The woman bustled about the room and the man lay and watched her, a gentler look in his eyes than those poor anxious organs had shown for years.
“That’s a wonderful frock,” he said lazily.
“Great Scott, and I with no apron on! Why didn’t you tell me before?” she said excitedly, and dashed to the chest of drawers, opened one drawer, and shook out a voluminous apron, all-covering as a hospital apron, but more decorative.
“It’s a shame to cover it,” Stephen objected.
“It’s my going-away dress, the very first dress Angela M. Latham ever was hooked and laced into, and you needn’t think I’m going to spill ox tail soup, Top Bronnen water, peaches and wine over it. The chinchilla it’s trimmed with cost eighty guineas, and every inch of the lace cost half a crown—hand crocheted.” She relentlessly tied the frilled and ribboned strings of the apron about her slim waist. “If you like this, I wonder what you’d have said to my wedding dress.
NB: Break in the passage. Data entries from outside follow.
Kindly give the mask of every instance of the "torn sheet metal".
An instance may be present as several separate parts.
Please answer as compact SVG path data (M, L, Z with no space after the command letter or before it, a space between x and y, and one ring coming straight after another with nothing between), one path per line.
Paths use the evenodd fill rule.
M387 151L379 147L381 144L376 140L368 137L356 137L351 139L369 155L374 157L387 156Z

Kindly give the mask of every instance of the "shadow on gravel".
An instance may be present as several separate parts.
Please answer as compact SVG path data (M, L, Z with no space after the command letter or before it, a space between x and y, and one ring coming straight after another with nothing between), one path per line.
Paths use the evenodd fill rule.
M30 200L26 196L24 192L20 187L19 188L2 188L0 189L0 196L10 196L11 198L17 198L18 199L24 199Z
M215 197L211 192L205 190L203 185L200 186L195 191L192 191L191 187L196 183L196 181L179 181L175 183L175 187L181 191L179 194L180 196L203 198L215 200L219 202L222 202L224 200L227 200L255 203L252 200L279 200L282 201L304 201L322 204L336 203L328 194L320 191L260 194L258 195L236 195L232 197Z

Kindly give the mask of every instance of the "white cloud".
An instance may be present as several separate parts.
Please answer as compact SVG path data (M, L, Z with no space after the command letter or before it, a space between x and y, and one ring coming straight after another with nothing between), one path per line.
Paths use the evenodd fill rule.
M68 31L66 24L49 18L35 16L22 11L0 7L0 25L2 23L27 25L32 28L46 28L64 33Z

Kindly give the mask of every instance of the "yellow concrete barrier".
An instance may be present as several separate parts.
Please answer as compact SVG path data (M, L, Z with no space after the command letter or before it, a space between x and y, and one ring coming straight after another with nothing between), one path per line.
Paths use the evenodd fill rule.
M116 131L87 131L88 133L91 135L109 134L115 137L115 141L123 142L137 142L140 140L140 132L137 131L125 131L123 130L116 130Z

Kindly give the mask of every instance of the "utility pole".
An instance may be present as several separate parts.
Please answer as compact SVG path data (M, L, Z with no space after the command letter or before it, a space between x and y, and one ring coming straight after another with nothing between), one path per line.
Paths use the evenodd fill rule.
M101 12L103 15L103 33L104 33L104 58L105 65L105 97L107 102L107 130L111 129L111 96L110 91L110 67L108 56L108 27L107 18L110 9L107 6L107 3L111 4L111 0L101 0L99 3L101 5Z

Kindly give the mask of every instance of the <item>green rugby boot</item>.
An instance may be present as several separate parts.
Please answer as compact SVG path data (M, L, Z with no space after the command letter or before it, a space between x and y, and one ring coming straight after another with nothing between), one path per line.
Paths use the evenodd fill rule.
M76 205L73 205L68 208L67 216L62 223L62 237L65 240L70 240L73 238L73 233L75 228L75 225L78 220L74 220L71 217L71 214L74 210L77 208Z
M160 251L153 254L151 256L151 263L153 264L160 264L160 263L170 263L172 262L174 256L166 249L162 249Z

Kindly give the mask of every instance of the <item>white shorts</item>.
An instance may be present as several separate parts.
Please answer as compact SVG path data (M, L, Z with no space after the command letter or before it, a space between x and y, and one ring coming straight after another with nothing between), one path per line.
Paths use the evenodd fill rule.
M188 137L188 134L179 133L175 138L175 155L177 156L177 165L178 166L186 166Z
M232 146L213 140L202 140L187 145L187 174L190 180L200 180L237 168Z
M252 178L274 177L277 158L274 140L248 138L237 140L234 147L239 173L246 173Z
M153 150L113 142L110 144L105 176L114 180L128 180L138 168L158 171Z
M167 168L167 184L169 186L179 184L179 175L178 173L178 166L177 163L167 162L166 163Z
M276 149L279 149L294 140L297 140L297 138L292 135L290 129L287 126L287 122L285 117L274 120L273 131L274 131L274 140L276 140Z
I’m going to be painted in it—by one of the very biggest big-bugs. I want Poynter, because he’s the president of the brush and paint boys, and the president seemed about the right thing to draw an American’s picture, but Horace says Poynter doesn’t do portraits. My wedding dress was—well, really it was—and I designed it two minutes after we were engaged. Quick work. It was velvet, just not white, the faintest, loveliest tinge of green you ever saw; there was white fox at the hem, not too much, that’s half the art of dressing—narrow really in front, but it widened out as it went around till it measured over two feet at the very back. And my bonnet, not much bigger than a big butterfly, nothing but pearls and one ear of point lace, lined with green—emerald green to show it up—You’re not listening.”